In this unedited image, there is a high amount of contrast between the highlights and shadows even before touching the contrast sliders. The shadow areas contain less silver and should appear similar to the shadow areas of an image obtained with the bleach step preserved. The highlights and mid tones in the negative space are used to place greater emphasis on the darker subjects of the amp and instrument case.

With these results in mind, I would need to shoot the film with an underexposure of at least 1 or 2 stops if I wanted to avoid completely blowing out my highlights. However, the blown out highlights might be desirable in scenes where I am able to single out the subject like in the photo of the man with the umbrella.

The majority of the photographs I had taken were in sunny areas where there were harsh shadows and bright highlights. It may be of interest to try the bleach bypass process with scenes where there is a lower amount of light or contrast.

Overall, I enjoyed the results and will continue to use the bleach bypass process in the future.


The images have been shot on a Canon EOS Elan 7e (EOS 30) film camera using a Canon EF 85mm f/1.8 USM lens. The film stock used was 35mm Kodak Vision 3 250D (5207/7207) shot at 250 ISO. The majority of the photos have been taken using shutter priority with exposure compensation set to +0.

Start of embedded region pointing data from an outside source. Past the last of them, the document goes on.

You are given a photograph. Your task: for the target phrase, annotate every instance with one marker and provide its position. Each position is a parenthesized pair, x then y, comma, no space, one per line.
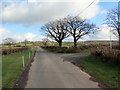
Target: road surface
(49,70)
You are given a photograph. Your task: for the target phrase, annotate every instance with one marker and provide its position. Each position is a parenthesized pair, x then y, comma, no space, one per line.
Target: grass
(69,50)
(102,71)
(12,67)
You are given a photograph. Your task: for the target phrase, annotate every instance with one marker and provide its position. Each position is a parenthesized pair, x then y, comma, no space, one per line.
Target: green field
(12,67)
(104,72)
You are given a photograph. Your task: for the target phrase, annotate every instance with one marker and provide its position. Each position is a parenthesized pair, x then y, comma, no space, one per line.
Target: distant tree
(113,20)
(56,30)
(78,27)
(9,41)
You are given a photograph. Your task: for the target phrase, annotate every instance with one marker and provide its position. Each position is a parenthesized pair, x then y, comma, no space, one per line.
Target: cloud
(103,33)
(3,33)
(103,12)
(42,12)
(28,36)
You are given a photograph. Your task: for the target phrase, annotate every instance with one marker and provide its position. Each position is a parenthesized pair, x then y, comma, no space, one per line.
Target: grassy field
(104,72)
(12,67)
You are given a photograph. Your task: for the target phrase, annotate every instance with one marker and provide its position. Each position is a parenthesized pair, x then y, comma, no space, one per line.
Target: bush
(109,55)
(7,51)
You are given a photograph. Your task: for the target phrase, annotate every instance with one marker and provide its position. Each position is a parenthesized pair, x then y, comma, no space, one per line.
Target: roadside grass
(70,50)
(12,67)
(106,73)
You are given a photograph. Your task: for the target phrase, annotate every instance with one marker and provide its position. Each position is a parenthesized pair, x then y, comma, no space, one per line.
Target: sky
(22,19)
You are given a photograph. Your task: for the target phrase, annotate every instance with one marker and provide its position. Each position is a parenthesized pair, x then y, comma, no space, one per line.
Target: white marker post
(29,55)
(23,61)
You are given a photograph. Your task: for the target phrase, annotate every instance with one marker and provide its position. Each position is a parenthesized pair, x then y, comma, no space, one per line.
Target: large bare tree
(78,27)
(113,20)
(57,30)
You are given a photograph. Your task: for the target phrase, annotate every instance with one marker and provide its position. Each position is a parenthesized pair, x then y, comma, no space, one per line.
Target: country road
(49,70)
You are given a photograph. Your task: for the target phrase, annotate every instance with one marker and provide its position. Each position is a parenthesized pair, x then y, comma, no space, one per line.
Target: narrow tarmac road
(49,70)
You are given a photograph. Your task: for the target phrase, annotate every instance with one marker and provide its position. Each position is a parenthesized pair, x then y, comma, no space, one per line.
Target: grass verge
(12,67)
(69,50)
(106,73)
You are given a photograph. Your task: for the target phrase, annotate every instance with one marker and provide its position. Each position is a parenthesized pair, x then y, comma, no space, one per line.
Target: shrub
(109,55)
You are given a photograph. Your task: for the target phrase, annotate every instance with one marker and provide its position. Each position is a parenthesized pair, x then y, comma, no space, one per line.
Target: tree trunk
(75,43)
(119,43)
(60,43)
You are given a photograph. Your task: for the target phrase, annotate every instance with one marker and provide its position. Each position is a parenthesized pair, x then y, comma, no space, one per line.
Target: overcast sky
(22,20)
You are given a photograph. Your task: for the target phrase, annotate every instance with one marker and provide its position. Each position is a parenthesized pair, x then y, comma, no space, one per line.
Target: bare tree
(57,30)
(113,20)
(45,41)
(78,27)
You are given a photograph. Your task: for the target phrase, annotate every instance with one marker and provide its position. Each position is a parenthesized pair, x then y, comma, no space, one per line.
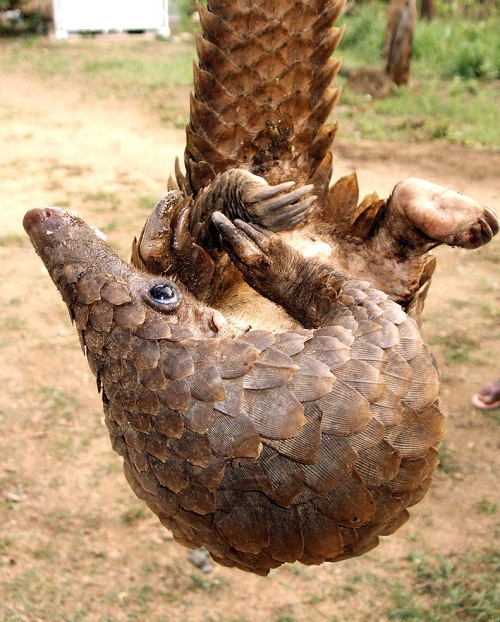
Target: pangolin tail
(262,92)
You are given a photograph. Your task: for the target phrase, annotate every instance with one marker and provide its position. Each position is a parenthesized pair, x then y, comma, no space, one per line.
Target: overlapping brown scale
(153,379)
(271,369)
(350,503)
(291,343)
(370,354)
(285,476)
(270,46)
(345,411)
(372,434)
(144,354)
(118,343)
(417,431)
(244,474)
(362,377)
(192,447)
(336,458)
(205,384)
(178,365)
(378,464)
(147,401)
(111,370)
(304,446)
(138,459)
(140,421)
(251,21)
(312,381)
(328,350)
(387,409)
(413,473)
(88,286)
(397,374)
(210,475)
(134,439)
(94,340)
(425,383)
(172,473)
(217,30)
(168,422)
(101,316)
(115,293)
(197,416)
(286,540)
(320,534)
(276,412)
(154,328)
(411,342)
(244,528)
(197,498)
(231,405)
(233,437)
(129,315)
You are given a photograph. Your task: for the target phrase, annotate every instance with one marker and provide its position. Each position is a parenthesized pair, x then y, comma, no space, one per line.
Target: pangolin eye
(165,294)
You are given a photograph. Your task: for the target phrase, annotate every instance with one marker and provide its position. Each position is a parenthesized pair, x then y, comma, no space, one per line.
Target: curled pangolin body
(265,446)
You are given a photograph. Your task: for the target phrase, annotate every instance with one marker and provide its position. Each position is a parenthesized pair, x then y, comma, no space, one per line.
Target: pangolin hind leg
(310,291)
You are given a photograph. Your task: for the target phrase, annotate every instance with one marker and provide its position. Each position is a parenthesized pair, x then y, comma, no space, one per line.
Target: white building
(110,16)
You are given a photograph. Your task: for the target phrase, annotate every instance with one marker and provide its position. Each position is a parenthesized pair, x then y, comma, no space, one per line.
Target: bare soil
(75,544)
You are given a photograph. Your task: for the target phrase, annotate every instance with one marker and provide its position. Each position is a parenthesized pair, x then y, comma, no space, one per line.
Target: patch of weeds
(133,515)
(5,543)
(485,506)
(61,405)
(13,322)
(448,463)
(445,589)
(285,616)
(46,552)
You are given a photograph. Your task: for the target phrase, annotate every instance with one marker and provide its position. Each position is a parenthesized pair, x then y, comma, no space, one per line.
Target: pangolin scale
(266,445)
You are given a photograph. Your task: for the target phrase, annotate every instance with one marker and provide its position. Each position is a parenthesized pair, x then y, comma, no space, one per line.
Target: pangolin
(307,438)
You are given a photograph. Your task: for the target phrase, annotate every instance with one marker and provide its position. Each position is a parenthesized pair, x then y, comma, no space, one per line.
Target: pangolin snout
(43,220)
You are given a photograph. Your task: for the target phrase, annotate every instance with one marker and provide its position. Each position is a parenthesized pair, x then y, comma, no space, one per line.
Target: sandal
(488,398)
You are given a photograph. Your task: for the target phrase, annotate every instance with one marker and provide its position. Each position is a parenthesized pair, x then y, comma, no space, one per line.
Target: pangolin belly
(263,447)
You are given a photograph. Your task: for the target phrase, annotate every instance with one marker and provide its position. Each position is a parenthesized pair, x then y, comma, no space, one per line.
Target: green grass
(454,92)
(449,589)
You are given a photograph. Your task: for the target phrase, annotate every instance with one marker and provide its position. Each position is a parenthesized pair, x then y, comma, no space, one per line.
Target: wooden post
(398,46)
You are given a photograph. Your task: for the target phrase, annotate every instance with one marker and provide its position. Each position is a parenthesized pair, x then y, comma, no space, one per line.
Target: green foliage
(447,589)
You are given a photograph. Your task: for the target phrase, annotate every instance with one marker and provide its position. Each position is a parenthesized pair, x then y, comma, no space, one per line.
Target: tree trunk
(399,40)
(427,10)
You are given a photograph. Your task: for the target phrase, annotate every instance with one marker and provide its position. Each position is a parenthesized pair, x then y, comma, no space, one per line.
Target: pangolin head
(100,288)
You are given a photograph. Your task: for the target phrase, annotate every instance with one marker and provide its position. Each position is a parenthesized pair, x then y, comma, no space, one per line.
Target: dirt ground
(75,544)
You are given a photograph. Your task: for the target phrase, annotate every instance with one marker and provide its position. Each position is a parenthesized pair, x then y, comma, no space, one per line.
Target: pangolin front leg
(179,238)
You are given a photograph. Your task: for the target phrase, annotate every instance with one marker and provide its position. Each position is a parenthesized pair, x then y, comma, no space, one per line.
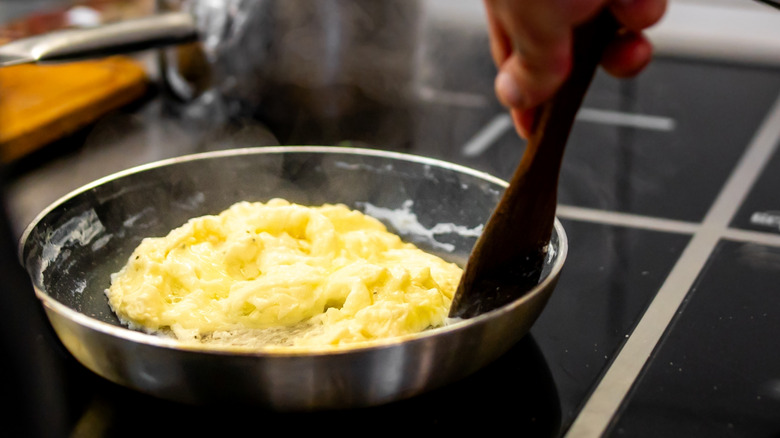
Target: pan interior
(71,250)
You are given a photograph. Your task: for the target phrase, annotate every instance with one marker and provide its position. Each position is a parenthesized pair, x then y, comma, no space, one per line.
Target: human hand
(531,44)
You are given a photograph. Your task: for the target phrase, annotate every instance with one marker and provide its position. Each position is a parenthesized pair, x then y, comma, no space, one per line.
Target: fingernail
(508,91)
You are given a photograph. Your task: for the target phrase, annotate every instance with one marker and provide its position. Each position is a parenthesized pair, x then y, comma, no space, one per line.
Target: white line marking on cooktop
(642,121)
(452,98)
(486,136)
(626,219)
(608,395)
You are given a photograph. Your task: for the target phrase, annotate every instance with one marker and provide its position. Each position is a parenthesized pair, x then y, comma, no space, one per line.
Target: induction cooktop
(664,322)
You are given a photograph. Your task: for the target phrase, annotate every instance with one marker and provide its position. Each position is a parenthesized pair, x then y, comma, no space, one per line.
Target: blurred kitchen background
(67,125)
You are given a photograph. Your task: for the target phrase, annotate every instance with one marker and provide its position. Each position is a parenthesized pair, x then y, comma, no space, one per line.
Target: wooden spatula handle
(507,258)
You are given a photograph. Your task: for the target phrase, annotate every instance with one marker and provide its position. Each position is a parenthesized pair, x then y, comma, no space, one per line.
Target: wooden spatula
(508,257)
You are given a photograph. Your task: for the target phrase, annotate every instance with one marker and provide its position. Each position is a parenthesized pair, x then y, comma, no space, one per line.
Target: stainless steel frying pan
(73,246)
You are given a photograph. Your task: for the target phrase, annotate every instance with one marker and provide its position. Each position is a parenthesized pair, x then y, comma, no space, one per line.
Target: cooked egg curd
(282,274)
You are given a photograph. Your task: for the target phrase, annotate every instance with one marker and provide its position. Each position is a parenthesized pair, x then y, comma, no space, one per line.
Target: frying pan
(71,248)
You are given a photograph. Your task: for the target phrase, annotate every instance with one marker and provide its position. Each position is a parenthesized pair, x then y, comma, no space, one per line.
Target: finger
(638,15)
(524,121)
(526,80)
(627,55)
(500,46)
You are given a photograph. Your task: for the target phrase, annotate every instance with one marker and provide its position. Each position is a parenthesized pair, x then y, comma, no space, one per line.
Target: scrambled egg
(282,274)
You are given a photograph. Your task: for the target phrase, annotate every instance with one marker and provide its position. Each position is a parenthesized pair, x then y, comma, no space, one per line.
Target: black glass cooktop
(665,319)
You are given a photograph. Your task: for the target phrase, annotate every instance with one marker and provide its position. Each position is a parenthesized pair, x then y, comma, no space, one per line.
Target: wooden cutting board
(42,103)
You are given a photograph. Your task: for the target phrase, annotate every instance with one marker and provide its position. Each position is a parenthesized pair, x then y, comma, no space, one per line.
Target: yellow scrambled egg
(282,274)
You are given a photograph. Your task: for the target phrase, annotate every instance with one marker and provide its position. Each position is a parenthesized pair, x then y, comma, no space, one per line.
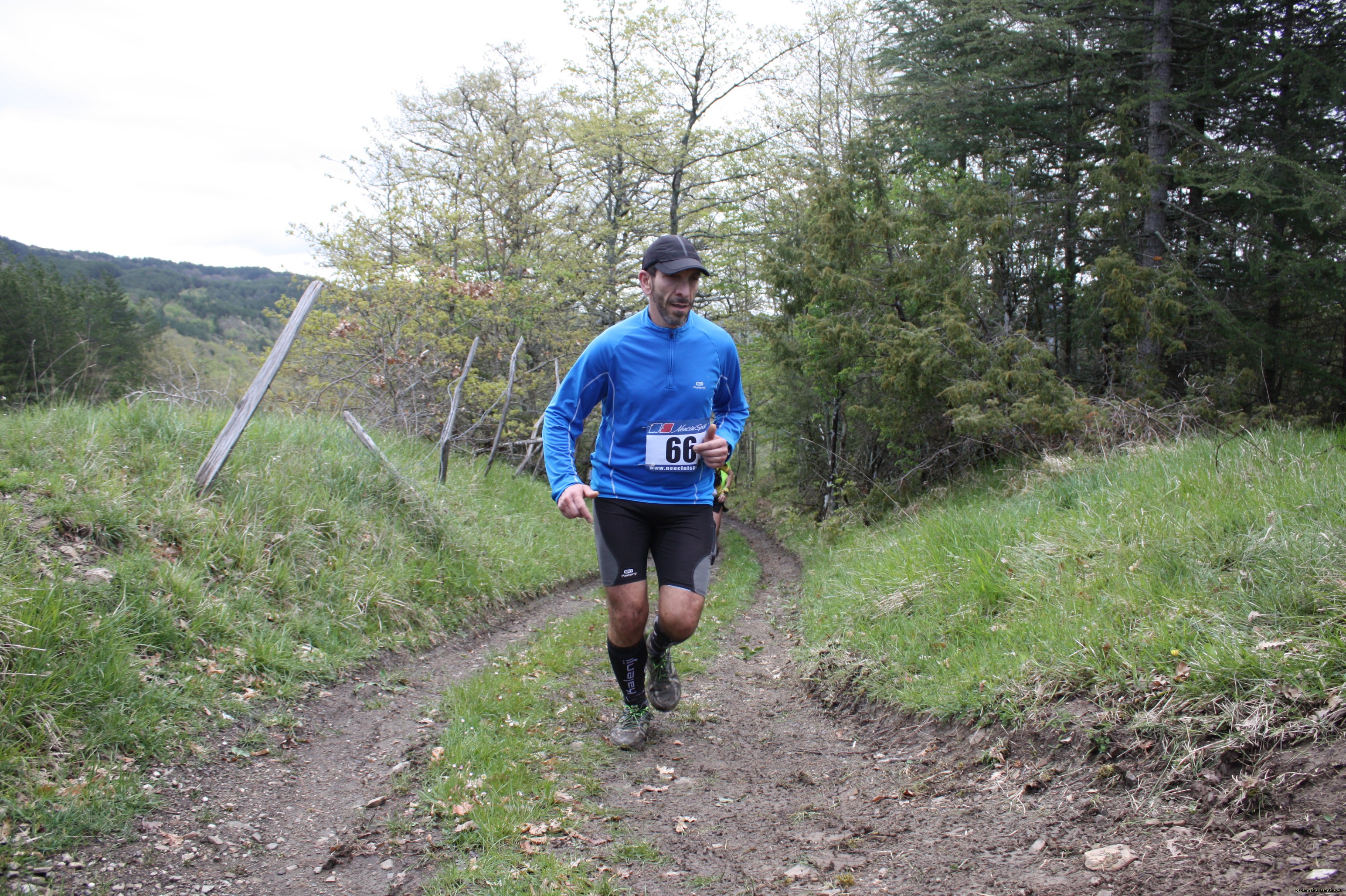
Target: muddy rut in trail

As this is a motion picture film, the remjet layer had to be removed before the actual development process. The film was developed using the Tetenal Colortec C-41 kit colour developer for 3:15 minutes at 38C. The film was then fixed with Ilford Rapid Fixer for 5:00 minutes at 38C, followed by a water rinse for 5:00 minutes at 30C. Finally, the film was stabilised using the Tetenal Colortec C-41 kit stabiliser for 1:00 minute at 20C. The resulting negatives were scanned using the Epson V550 and edited in Photoshop.